Considérez-vous qu 'il y a un manque de prise en compte des aspirations des gens issus de l 'immigration par les partis traditionnels ?
Un diagnostique objectif de la crise de la politique aujourd'hui dans notre pays, révèle un écart important entre les institutions classiques (partis, société civile...) et les aspirations réelles de nos concitoyens, notamment les exclus.
La réponse n'est pas dans la création de listes ethniques. Cela risque de conduire, à terme, à des clôtures culturelles en place et lieu d'une véritable ouverture citoyenne, et d'une vraie modernisation de nos institutions. C'est le ghetto. La solution c'est la construction d'une nouvelle norme sociale et citoyenne. Ce qui obligera les partis déjà en place à s'ouvrir, se rajeunir, et accueillir de nouvelles idées. Nous avons besoin d'un vrai volontarisme social et d'une nouvelle discrimination positive pour construire une nouvelle norme citoyenne à l'image de la France et de la société d'aujourd'hui. C'est cela le sens à suivre pour redonner le pouvoir aux citoyens. Cette démarche n'est pas artificielle. Car il ne faut pas confondre les listes ethniques avec la plupart des listes "indépendantes" qui se sont créées récemment. Ces dernières sont des listes citoyennes qui ont pris en compte les réalités sociales vécues par les jeunes issus de l'immigration et ont obtenu des scores relativement importants.
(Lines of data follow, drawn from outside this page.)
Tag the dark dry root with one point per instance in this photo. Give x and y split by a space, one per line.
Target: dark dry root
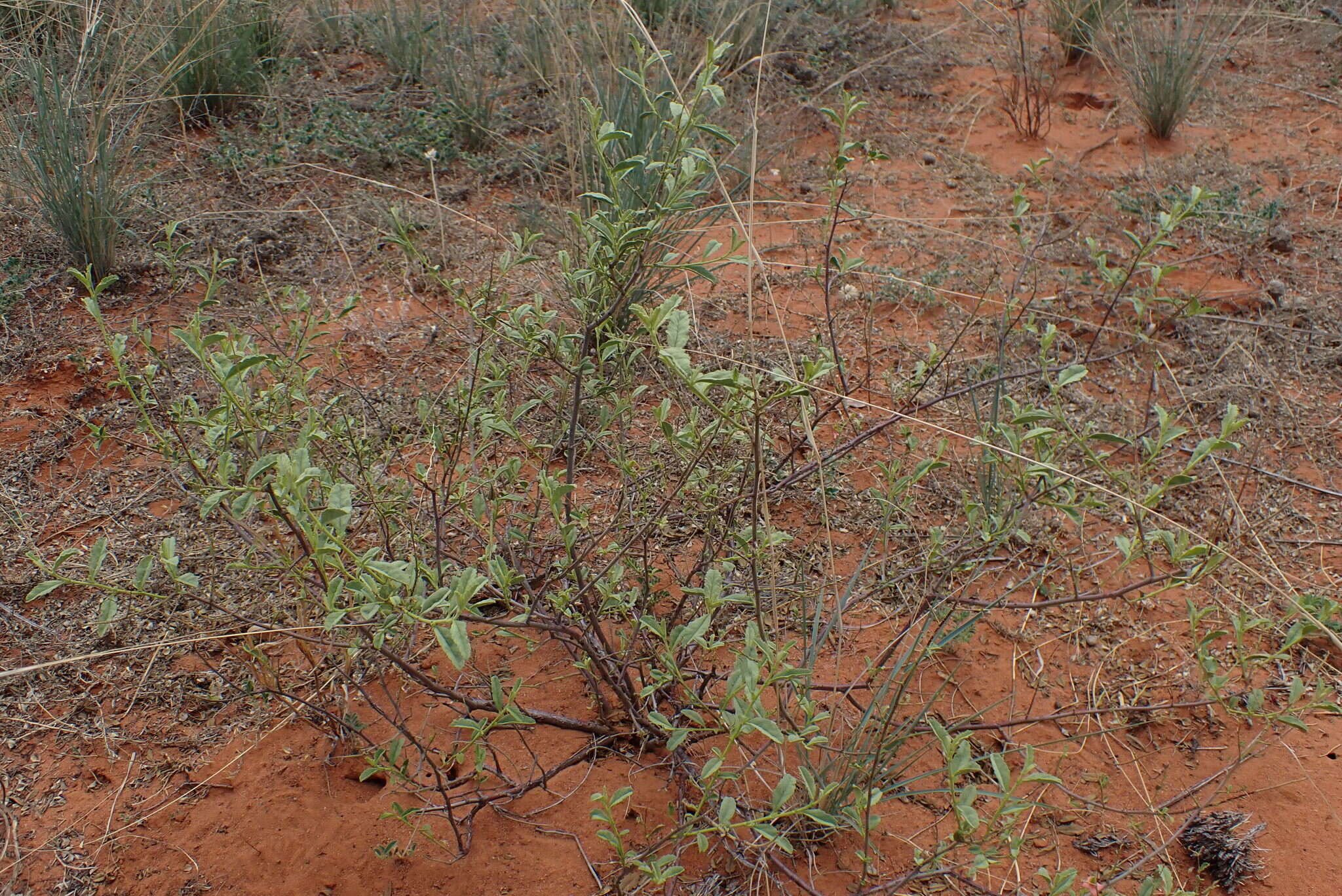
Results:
1212 843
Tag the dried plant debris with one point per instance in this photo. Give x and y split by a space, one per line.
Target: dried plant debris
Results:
714 884
1212 842
1096 844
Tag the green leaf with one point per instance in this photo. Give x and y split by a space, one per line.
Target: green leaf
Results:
143 572
43 589
261 466
768 727
822 817
678 329
1071 375
783 793
106 613
96 555
455 641
246 364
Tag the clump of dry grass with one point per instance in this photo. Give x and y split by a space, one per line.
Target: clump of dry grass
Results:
1077 23
1212 842
1165 58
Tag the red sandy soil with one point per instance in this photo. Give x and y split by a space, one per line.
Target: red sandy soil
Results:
280 809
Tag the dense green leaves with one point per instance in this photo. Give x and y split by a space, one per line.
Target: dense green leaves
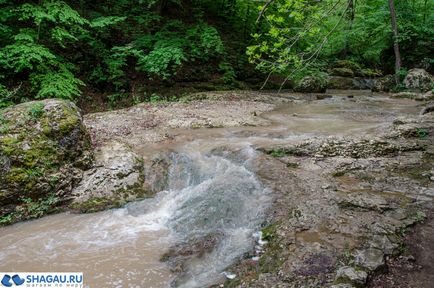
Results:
54 48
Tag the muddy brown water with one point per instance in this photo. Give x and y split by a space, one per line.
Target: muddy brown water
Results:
123 247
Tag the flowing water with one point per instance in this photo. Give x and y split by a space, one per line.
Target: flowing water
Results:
211 191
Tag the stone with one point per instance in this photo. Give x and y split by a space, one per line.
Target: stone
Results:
427 109
383 243
311 84
339 82
117 178
344 72
419 79
384 84
370 258
351 275
406 94
44 148
363 201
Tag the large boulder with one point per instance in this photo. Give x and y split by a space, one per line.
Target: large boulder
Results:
419 79
44 147
384 84
344 72
119 176
311 84
346 83
339 82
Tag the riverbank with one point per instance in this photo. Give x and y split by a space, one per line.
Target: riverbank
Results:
348 172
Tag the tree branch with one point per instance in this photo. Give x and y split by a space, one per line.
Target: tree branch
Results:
261 13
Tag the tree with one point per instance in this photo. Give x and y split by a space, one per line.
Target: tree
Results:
395 40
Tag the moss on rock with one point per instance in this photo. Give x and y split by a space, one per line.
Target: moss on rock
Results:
41 139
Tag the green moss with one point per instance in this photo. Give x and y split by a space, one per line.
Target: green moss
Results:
36 110
95 204
30 209
292 165
277 153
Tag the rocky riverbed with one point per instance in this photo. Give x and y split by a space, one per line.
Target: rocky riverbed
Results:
348 174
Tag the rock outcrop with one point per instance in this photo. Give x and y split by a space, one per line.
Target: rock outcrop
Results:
311 84
44 148
384 84
419 79
119 176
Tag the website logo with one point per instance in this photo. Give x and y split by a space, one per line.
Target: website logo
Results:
45 279
8 281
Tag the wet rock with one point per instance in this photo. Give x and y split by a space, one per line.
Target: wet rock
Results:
311 84
44 147
383 243
351 275
363 83
427 109
419 79
370 258
406 94
117 178
384 84
339 82
364 202
354 148
342 286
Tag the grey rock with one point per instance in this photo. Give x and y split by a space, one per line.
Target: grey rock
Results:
363 201
419 79
384 84
370 258
44 148
118 177
382 242
342 286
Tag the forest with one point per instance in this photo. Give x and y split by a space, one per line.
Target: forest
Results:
118 53
217 143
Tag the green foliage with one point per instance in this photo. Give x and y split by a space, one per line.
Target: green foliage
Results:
36 110
296 35
162 61
56 84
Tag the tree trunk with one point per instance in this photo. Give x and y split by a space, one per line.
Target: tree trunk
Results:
395 40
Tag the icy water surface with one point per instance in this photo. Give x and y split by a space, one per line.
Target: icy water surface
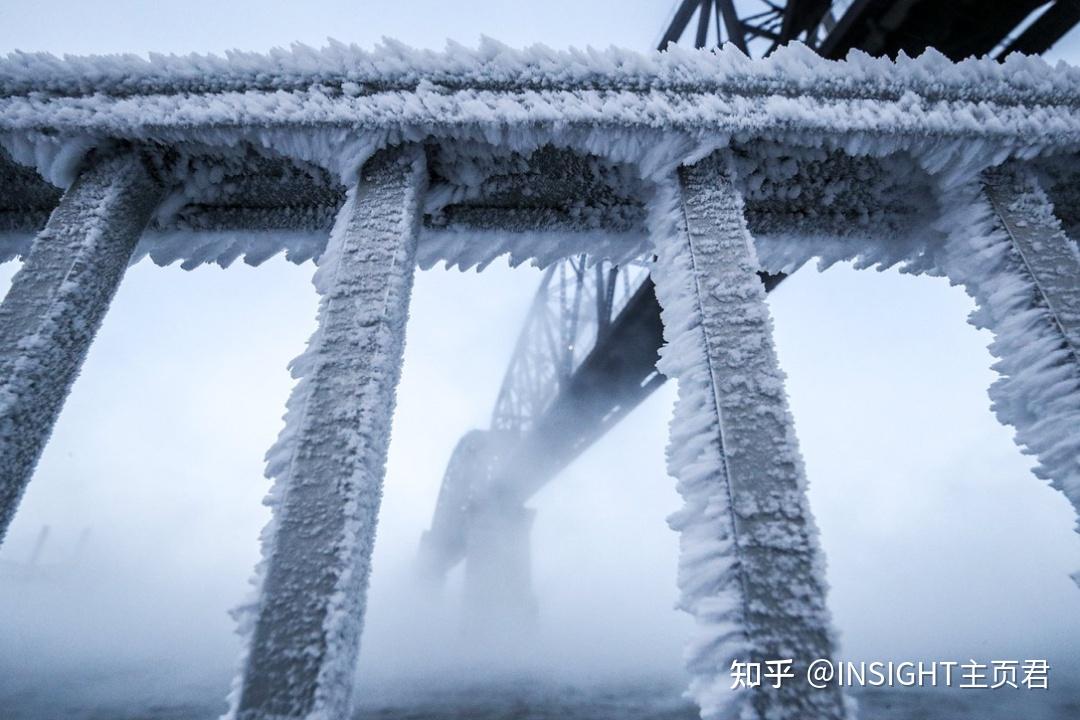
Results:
638 701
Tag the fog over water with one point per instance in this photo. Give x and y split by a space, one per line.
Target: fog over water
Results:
941 544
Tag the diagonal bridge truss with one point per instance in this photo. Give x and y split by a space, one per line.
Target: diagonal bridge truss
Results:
712 166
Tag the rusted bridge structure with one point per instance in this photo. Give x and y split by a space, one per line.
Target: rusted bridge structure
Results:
707 166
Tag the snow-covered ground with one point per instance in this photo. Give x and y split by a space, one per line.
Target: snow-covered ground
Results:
644 700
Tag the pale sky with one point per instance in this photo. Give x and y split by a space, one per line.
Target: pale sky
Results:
939 539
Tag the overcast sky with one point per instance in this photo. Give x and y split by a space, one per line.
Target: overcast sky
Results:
940 541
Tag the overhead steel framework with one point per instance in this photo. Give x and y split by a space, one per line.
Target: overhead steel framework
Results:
711 166
570 380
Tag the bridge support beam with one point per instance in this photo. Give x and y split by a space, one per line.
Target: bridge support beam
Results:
499 602
331 459
751 571
1007 247
56 302
1044 252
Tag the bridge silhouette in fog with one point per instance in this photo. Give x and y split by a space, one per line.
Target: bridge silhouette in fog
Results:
664 193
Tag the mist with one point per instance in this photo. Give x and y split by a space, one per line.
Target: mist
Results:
941 543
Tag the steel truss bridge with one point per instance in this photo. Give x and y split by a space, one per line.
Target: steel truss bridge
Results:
712 167
583 362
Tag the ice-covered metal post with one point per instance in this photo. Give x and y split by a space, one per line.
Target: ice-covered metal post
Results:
333 452
1048 255
751 571
56 302
1009 249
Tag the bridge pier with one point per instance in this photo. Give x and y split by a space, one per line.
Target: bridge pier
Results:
751 571
331 459
56 302
498 599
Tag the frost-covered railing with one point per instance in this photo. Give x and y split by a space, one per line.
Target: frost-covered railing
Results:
374 163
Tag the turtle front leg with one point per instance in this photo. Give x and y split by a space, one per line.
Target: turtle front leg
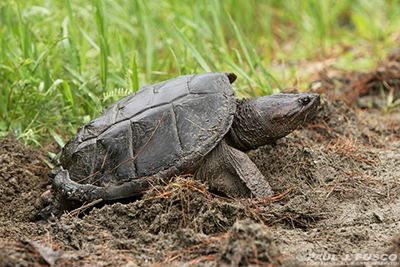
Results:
71 190
231 171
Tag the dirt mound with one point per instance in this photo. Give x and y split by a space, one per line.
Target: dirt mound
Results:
23 178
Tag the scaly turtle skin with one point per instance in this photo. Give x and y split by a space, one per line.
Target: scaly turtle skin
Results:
190 124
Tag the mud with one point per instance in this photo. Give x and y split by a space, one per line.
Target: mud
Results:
337 200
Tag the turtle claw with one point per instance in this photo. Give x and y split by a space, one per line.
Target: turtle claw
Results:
64 186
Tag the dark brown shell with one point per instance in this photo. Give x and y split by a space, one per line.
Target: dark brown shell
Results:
171 125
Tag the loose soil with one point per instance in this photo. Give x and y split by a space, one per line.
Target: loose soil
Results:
337 198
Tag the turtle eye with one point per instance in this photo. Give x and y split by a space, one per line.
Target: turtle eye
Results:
304 100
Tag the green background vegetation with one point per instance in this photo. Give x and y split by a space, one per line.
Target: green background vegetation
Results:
62 62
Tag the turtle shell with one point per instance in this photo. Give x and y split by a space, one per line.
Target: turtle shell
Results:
167 126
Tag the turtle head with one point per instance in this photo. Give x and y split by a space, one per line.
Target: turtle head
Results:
263 120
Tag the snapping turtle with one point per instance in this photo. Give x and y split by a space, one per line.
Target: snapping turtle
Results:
190 124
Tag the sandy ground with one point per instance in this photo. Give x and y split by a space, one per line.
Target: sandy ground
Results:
337 182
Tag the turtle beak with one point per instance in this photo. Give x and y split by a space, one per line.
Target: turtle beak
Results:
232 77
307 100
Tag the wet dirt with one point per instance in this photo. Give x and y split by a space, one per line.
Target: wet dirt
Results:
337 185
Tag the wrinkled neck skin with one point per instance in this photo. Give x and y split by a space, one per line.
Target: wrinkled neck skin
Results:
265 119
246 132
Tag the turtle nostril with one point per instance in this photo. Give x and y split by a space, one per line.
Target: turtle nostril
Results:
305 100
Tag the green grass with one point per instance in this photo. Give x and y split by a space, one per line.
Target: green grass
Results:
62 62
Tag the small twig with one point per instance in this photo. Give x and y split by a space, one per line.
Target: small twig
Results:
78 210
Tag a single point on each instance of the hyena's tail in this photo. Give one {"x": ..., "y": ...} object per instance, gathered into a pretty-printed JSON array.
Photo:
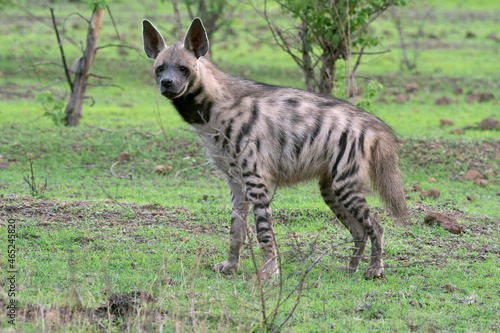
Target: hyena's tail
[{"x": 386, "y": 176}]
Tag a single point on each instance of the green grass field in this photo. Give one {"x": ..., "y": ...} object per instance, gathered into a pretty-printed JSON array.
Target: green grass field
[{"x": 95, "y": 252}]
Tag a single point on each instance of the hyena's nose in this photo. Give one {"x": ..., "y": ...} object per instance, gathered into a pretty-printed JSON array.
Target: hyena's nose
[{"x": 166, "y": 82}]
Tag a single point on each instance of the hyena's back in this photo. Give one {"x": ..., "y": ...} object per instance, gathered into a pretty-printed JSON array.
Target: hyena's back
[{"x": 300, "y": 135}]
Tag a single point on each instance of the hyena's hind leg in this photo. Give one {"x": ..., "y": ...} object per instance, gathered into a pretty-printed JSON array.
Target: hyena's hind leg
[
  {"x": 351, "y": 196},
  {"x": 238, "y": 231},
  {"x": 355, "y": 228}
]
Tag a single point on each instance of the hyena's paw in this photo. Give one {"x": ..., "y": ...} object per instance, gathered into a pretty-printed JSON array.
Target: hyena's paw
[
  {"x": 374, "y": 272},
  {"x": 225, "y": 267}
]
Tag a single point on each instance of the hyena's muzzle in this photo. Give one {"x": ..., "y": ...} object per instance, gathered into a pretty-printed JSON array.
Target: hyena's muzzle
[{"x": 172, "y": 80}]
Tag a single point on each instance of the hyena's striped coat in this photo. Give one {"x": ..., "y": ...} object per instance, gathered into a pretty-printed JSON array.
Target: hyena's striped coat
[{"x": 260, "y": 135}]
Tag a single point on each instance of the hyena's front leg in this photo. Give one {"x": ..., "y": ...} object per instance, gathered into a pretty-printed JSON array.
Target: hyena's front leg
[
  {"x": 355, "y": 228},
  {"x": 239, "y": 223},
  {"x": 257, "y": 193}
]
Même si elles ont fait de bons scores, et même si leurs motivations confirment en partie mon analyse sur la crise de la politique, les listes citoyennes ne peuvent pas constituer une alternative politique, car elles ont besoin d'un vrai projet de société.
Vous soutenez le projet de création d 'un Conseil municipal des Étrangers,qui devrait effectivement voir le jour. Qu 'en attendez-vous ?
Ce sera un espace d'expression, de concertation, de consultation, et (...) de proposition. Dans la même configuration juridique du Conseil Lyonnais pour le Respect des Droits, ce qui n'est pas seulement symbolique, il s'agit là d'une commission extra-municipale, qui va dynamiser la démocratie participative et la citoyenneté dans notre ville, en donnant la parole aux étrangers qui sont souvent oubliés.
La reconnaissance de l'apport des migrations doit-elle passer par la prise en compte effective des "mémoires immigrées "?
La lutte contre les discriminations, pour le respect des droits et pour l'intégration, n'aura aucun sens sans un rappel rigoureux de la mémoire. Les processus identitaires, dont la résultante n'est autre que la citoyenneté par la résidence, s'appuient sur la transmission des références culturelles et des mémoires individuelles, familiales ou collectives. Or la mémoire de l'immigration est aujourd'hui marquée par des silences, par des trous vides, comme les trous de l'exclusion. Ce déni, correspondant aux expériences de l'exil et souvent confondus avec les espaces refoulés de la mémoire ouvrière et celles des quartiers populaires, n'est qu'un bannissement de la citoyenneté.